James Tate
The disorganization
to which I currently belong
has skipped several meetings in a row
which is
a pattern I find almost fatally attractive.
Down at headquarters there's a
secretary
and a janitor who I shall call Suzie
and boy can she ever shoot
straight.
She'll shoot you straight in the eye if you ask her to.
I mow
the grass every other Saturday
and that's the day she polishes the
trivets
whether they need it or not, I don't know
if there is a name for
this kind of behavior,
hers or mine, but somebody once said something or
another.
That's why I joined up in the first place,
so somebody could
teach me a few useful phrases,
such as, "Good afternoon, my dear
anal-retentive Doctor,"
and "My, that is a lovely dictionary you have on,
Mrs. Smith."
Still, I hardly feel like functioning even on a brute
or
loutish level.
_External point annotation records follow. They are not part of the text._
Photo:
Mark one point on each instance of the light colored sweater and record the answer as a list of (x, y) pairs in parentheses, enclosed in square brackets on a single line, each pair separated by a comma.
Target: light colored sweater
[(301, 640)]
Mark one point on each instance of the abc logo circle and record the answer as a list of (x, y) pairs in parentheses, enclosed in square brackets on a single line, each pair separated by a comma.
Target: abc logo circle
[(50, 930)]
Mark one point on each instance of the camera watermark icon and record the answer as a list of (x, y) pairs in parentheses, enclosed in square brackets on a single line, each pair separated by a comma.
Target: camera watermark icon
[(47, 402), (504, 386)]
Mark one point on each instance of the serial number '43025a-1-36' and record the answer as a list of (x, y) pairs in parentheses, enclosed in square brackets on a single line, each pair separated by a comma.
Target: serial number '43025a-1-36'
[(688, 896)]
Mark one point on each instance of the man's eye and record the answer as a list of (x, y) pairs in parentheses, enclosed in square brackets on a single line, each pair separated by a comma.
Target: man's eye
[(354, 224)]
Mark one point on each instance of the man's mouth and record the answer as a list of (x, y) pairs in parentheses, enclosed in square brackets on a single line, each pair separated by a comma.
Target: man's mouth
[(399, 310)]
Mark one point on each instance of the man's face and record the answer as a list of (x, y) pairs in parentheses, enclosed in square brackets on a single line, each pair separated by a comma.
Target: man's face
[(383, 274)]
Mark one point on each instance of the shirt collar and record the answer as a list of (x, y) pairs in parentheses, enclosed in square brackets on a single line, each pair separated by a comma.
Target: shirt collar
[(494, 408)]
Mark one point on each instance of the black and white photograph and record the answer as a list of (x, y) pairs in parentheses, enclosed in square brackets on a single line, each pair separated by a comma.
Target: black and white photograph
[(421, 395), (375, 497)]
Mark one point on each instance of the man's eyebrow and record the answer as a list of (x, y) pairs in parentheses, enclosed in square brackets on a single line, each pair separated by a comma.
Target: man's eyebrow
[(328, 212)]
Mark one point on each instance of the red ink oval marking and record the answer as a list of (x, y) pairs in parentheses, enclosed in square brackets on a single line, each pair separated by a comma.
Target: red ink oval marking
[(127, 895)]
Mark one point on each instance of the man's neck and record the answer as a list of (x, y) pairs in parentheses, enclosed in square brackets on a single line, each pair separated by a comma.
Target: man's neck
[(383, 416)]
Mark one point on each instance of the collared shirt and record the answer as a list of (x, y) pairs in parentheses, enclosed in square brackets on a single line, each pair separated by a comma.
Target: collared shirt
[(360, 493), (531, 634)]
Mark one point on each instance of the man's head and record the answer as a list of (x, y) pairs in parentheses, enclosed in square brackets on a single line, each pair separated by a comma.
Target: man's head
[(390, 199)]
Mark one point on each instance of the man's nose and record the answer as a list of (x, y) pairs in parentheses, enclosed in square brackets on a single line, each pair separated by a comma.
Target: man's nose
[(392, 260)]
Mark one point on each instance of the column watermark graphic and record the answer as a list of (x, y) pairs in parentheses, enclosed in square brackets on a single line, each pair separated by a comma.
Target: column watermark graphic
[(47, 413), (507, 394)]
My plants think I'm one of them,
and they don't look so good
themselves, or so
I tell them. I like to give them at least
several
reasons to be annoyed with me, it's how they exercise
their skinny
spectrum of emotions. Because.
That and cribbage. Often when I return from
the club
late at night, weary-laden, weary-winged, washed out,
I can
actually hear the nematodes working, sucking
the juices from the living cells
of my narcissus.
I have mentioned this to Suzie on several occasions.
Each
time she has backed away from me, panic-stricken
when really I was just
making a stab at conversation.
It is not my intention to alarm anyone, but
dear Lord
if I find a dead man in the road and his eyes
are crawling with
maggots, I refuse to say
have a nice day Suzie just because she's
desperate
and her life is a runaway carriage rushing toward a cliff
now
can I? Would you let her get away with that kind of crap?
Who are you anyway?
And what kind of disorganization is this?
Baron of the Holy Grail? Well it's
about time you got here.
I was worried, I was starting to fret.